The swells began to rise then with the wind, and the sun was swallowed in black clouds. The sisters and everyone else on the promenade were herded back below as the deckhands scurried around tying things down on the wildly tilting deck and then breaking waves began to heave over the sides of the ship and slam against their cabin, only Mei standing at the round window still, holding tight to a side rail and then she knew that the steamship was not so big when tossed on an angry sea, that it was a paper toy, it was nothing, and her tiny life inside of it was less than nothing.

Even Mr. Wu’s rough friends, one of them the man with the pictures inked on the backs of his hands, were crying when the ship listed to one side and did not right itself and a man from the crew wrestled the cabin door open to shout that the ship was going down, that their only hope was to get into the lifeboats.

Mei tried to remember one of the sutras that Ma used to chant but the words would not come, so she only repeated My life is nothing, my life is nothing, my life is nothing as they held a rope and moved along the storm-battered deck, two of her sisters knocked off their tiny lotus feet and swept over the rail into the sea.

My life is nothing.

There were rope ladders to climb down onto the lifeboats, which were being smashed against the hull of the sinking ship and some people were falling and some were jumping and Mei had the quick thought that she saw none of the coolies and wondered if they had been locked in the hold. Hands grabbed her and yanked her into a boat and she saw the little girl a ways down in it but without her father. The men in the long boat pulled their oars to row away from the ship then, the ship that was about to roll on its side, that disappeared from sight whenever they slid into the trough of a swell. The men rowing shouted and cursed at each other, disagreeing on which way the nose of the boat should face and then they were swamped from the side and Mei saw the little girl go over and because her life was nothing Mei rolled into the sea to find her.
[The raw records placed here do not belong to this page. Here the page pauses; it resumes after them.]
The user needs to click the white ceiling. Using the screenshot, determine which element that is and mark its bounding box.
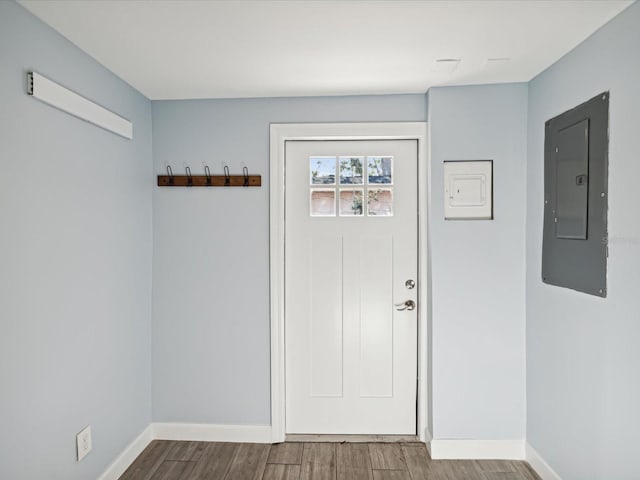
[20,0,633,99]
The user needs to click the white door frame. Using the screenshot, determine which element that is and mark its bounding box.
[269,122,430,443]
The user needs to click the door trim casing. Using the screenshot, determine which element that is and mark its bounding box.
[269,122,430,443]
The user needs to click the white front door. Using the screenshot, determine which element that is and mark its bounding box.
[285,140,418,435]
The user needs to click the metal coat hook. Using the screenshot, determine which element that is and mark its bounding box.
[242,167,249,187]
[167,165,173,185]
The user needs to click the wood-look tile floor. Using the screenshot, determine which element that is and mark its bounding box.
[120,440,540,480]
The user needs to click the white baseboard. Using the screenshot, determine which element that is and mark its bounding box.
[427,439,525,460]
[526,442,562,480]
[98,423,271,480]
[98,425,153,480]
[152,423,271,443]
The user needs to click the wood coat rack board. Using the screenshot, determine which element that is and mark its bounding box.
[158,175,262,187]
[158,166,262,187]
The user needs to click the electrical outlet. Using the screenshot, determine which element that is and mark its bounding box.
[76,425,92,461]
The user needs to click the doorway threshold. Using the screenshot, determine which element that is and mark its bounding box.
[285,433,419,443]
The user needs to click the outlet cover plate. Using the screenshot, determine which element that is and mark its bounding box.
[76,425,93,461]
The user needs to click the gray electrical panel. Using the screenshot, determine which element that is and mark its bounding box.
[542,92,609,297]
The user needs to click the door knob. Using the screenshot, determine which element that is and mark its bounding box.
[395,300,416,312]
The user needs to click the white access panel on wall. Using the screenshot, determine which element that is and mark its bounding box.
[444,160,493,220]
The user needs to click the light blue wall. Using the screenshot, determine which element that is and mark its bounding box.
[0,1,153,480]
[527,3,640,480]
[429,84,527,440]
[152,95,426,425]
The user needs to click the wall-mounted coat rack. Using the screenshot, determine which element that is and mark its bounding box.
[158,166,262,187]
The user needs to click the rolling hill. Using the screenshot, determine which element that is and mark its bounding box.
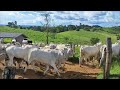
[0,26,116,44]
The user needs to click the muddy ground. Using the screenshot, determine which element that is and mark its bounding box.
[0,61,100,79]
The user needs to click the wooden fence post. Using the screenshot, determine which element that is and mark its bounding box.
[105,38,112,79]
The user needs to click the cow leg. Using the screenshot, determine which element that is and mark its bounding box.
[58,61,61,69]
[79,57,83,67]
[44,65,49,75]
[24,61,30,73]
[9,57,13,66]
[32,62,36,72]
[51,63,60,76]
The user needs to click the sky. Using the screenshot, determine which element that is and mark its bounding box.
[0,11,120,27]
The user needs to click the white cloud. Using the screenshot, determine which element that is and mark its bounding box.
[0,11,120,26]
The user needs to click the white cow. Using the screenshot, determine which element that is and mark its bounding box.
[79,42,102,65]
[6,45,35,65]
[25,48,63,76]
[99,43,120,67]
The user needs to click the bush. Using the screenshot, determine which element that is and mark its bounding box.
[90,38,100,45]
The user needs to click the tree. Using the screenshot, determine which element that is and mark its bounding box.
[44,13,50,44]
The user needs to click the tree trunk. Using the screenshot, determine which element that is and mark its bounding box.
[105,38,112,79]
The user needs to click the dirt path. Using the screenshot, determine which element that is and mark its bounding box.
[0,62,100,79]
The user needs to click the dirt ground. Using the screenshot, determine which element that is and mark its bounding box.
[0,61,100,79]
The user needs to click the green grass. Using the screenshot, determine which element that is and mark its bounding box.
[0,26,120,79]
[0,26,116,44]
[97,57,120,79]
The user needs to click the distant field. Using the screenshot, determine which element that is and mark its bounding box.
[0,26,116,44]
[0,26,120,79]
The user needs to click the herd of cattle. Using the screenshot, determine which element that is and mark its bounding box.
[0,40,120,76]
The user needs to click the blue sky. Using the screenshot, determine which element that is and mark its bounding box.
[0,11,120,27]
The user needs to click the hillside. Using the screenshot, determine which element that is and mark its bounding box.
[0,26,116,44]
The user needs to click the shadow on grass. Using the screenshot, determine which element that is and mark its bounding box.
[68,57,79,64]
[109,74,120,79]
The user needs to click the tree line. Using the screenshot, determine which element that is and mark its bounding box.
[7,21,103,33]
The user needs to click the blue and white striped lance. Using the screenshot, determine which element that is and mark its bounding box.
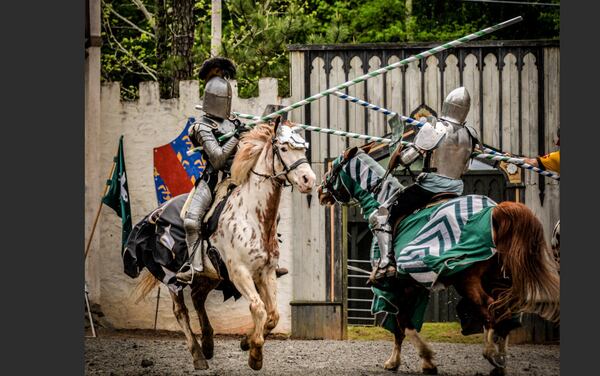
[219,16,523,141]
[188,112,560,180]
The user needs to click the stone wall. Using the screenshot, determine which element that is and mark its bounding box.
[85,78,297,333]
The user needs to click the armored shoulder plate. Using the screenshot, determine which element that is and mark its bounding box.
[464,125,479,142]
[199,116,219,130]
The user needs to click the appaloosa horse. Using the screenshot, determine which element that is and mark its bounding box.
[134,119,316,370]
[318,147,560,374]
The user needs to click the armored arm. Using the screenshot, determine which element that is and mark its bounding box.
[190,123,239,170]
[400,118,446,166]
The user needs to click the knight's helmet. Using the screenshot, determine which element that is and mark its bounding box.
[440,86,471,125]
[198,57,235,119]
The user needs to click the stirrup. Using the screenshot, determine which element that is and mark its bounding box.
[175,262,196,285]
[367,264,397,287]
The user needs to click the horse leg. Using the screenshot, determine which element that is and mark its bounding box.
[258,269,279,337]
[192,278,219,359]
[240,270,279,351]
[404,328,437,375]
[169,290,208,369]
[466,279,506,368]
[383,320,405,371]
[231,267,267,370]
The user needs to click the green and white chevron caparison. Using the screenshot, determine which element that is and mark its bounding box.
[394,195,496,287]
[371,195,496,332]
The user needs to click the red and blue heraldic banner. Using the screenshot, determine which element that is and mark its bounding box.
[154,117,206,205]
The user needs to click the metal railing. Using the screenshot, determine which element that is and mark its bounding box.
[347,259,375,326]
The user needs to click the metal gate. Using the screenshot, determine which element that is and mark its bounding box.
[346,169,513,325]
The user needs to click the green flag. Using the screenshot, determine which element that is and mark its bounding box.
[102,136,131,252]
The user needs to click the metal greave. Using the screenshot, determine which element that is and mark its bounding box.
[183,180,213,271]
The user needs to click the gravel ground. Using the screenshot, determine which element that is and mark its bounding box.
[85,332,560,376]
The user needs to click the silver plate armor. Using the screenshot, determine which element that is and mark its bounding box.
[277,127,308,150]
[440,87,471,125]
[415,121,446,150]
[431,122,473,179]
[202,76,232,119]
[188,116,239,170]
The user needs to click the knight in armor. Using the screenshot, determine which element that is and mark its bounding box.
[177,57,246,283]
[369,87,477,284]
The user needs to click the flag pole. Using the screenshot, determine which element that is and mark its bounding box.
[83,157,118,261]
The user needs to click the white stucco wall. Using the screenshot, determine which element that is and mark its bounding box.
[91,78,294,333]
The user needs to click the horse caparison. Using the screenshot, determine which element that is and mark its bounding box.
[137,118,316,370]
[318,147,560,374]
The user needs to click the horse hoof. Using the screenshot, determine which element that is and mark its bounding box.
[240,337,250,351]
[248,347,262,371]
[248,357,262,371]
[202,341,215,359]
[383,361,400,371]
[483,353,506,369]
[194,359,208,370]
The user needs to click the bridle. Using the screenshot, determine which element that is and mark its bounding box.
[250,136,310,187]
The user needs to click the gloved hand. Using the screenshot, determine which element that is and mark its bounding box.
[231,119,250,138]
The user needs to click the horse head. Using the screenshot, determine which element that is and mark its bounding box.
[231,118,316,193]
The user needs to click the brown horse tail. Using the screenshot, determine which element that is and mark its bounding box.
[132,270,159,304]
[490,202,560,322]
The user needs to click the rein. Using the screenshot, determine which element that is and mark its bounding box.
[250,137,309,187]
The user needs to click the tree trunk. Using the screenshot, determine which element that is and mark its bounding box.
[155,0,173,98]
[171,0,194,97]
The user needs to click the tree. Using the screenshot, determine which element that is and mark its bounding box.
[102,0,560,99]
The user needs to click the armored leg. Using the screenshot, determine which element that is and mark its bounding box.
[176,181,212,283]
[369,205,396,282]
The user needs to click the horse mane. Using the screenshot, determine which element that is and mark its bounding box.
[490,201,560,321]
[231,124,275,185]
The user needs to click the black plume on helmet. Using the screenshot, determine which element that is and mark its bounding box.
[198,57,236,81]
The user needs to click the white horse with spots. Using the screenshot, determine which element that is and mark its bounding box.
[135,119,316,370]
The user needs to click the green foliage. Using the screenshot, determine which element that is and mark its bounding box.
[222,0,315,97]
[102,0,560,99]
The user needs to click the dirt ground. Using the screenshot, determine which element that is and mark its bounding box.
[85,331,560,376]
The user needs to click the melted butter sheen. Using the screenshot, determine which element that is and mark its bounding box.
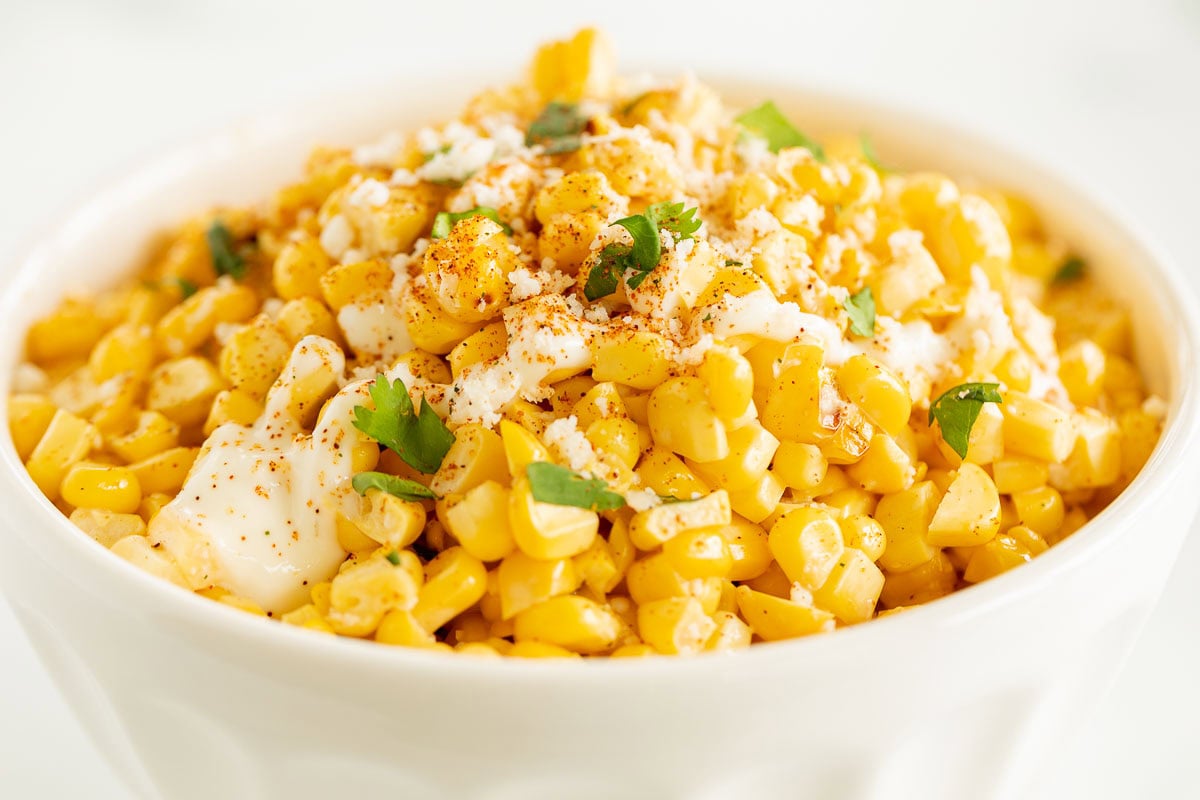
[149,337,368,614]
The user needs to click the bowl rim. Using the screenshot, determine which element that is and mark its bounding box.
[0,71,1200,686]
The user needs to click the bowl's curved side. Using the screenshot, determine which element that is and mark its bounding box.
[0,74,1200,798]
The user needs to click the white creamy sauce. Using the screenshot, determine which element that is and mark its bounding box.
[149,336,368,613]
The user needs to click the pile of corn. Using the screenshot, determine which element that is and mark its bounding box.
[8,31,1162,656]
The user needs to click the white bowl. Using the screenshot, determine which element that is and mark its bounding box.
[0,77,1200,800]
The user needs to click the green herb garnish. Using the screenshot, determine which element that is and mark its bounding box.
[858,133,888,173]
[526,461,625,511]
[583,203,703,300]
[1050,255,1087,284]
[841,287,875,336]
[430,205,512,239]
[204,219,246,281]
[526,101,588,155]
[350,473,438,500]
[734,100,826,162]
[929,384,1004,458]
[354,375,454,475]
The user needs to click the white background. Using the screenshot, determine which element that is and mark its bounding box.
[0,0,1200,800]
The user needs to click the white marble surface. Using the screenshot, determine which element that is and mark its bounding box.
[0,0,1200,800]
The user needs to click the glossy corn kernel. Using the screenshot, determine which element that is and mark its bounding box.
[146,356,224,428]
[413,547,487,631]
[438,481,516,561]
[875,481,941,572]
[925,463,1000,547]
[647,378,730,462]
[629,492,732,551]
[514,595,622,654]
[71,509,146,547]
[25,410,100,500]
[509,477,600,560]
[497,551,582,620]
[737,587,834,642]
[637,597,716,655]
[768,506,845,590]
[812,547,884,625]
[8,395,58,461]
[60,462,142,513]
[328,559,418,636]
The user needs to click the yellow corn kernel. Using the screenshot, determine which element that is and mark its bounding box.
[696,347,754,420]
[109,535,192,591]
[88,324,155,384]
[271,239,330,300]
[218,314,292,399]
[1058,339,1106,405]
[275,297,342,345]
[962,534,1033,583]
[514,595,622,654]
[25,409,100,500]
[529,28,614,102]
[353,489,426,551]
[509,477,600,560]
[718,515,772,581]
[836,355,912,437]
[422,215,511,323]
[662,527,733,581]
[130,447,200,494]
[637,597,716,655]
[496,551,581,620]
[60,462,142,513]
[438,481,516,561]
[880,551,955,608]
[25,300,104,363]
[812,547,883,625]
[629,491,732,551]
[636,445,709,499]
[770,441,829,492]
[838,513,888,561]
[998,392,1075,464]
[1049,408,1121,491]
[413,547,487,631]
[446,323,509,378]
[376,608,437,648]
[1013,486,1067,537]
[768,506,844,590]
[404,282,482,355]
[154,281,258,357]
[846,433,917,494]
[138,492,173,525]
[592,331,671,389]
[647,378,730,462]
[430,421,508,495]
[202,389,263,437]
[730,471,784,522]
[584,416,642,469]
[925,462,1000,547]
[875,481,941,572]
[704,609,754,652]
[991,456,1050,494]
[146,356,224,427]
[685,422,779,492]
[71,509,146,547]
[280,603,334,633]
[328,559,418,636]
[737,587,834,642]
[8,395,58,461]
[318,259,395,312]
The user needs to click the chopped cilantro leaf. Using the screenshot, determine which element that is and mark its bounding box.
[526,461,625,511]
[736,100,826,162]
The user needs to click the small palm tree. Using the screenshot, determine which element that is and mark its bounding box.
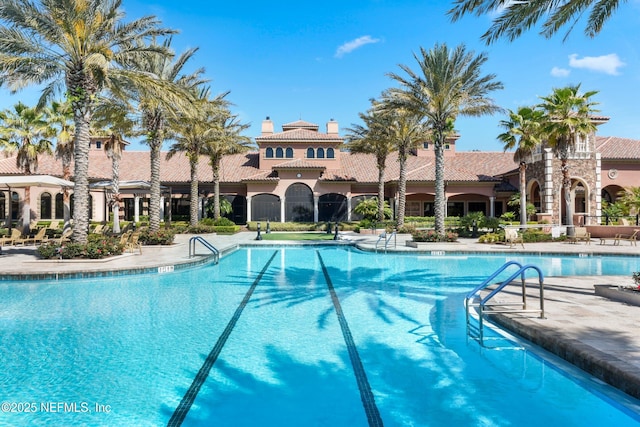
[0,0,173,243]
[448,0,624,44]
[0,102,55,233]
[498,107,544,227]
[389,44,502,234]
[539,84,598,236]
[346,100,396,221]
[44,101,75,230]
Mei did not know how to swim and her clothing dragged at her but she thrashed with her arms and legs and her head stayed up enough to gasp a breath of the air that was full of whipping water and then a wave smashed the little girl against her, Mei ducking under so the girl could ride her back, arms around her neck almost choking her, Mei thrashing with her arms and legs with no thought of salvation only that this little girl should not die alone, nobody should die alone, and then they were smashed against a boat, Mei clawing for it and catching hold of a trailing rope that she pulled on hand over hand, a strong girl, almost a man from wrestling crops out of the stingy ground, and got her shoulders lifted out of the water, the wind roaring full of rain and no sense to keep shouting when she couldn’t even hear herself, and when she felt the little girl’s arms weaken around her neck Mei clamped her teeth around the little wrist and held on that way, like Ling-Ling used to do when they would play in the ditch beside the sheng-yuan ’s fields.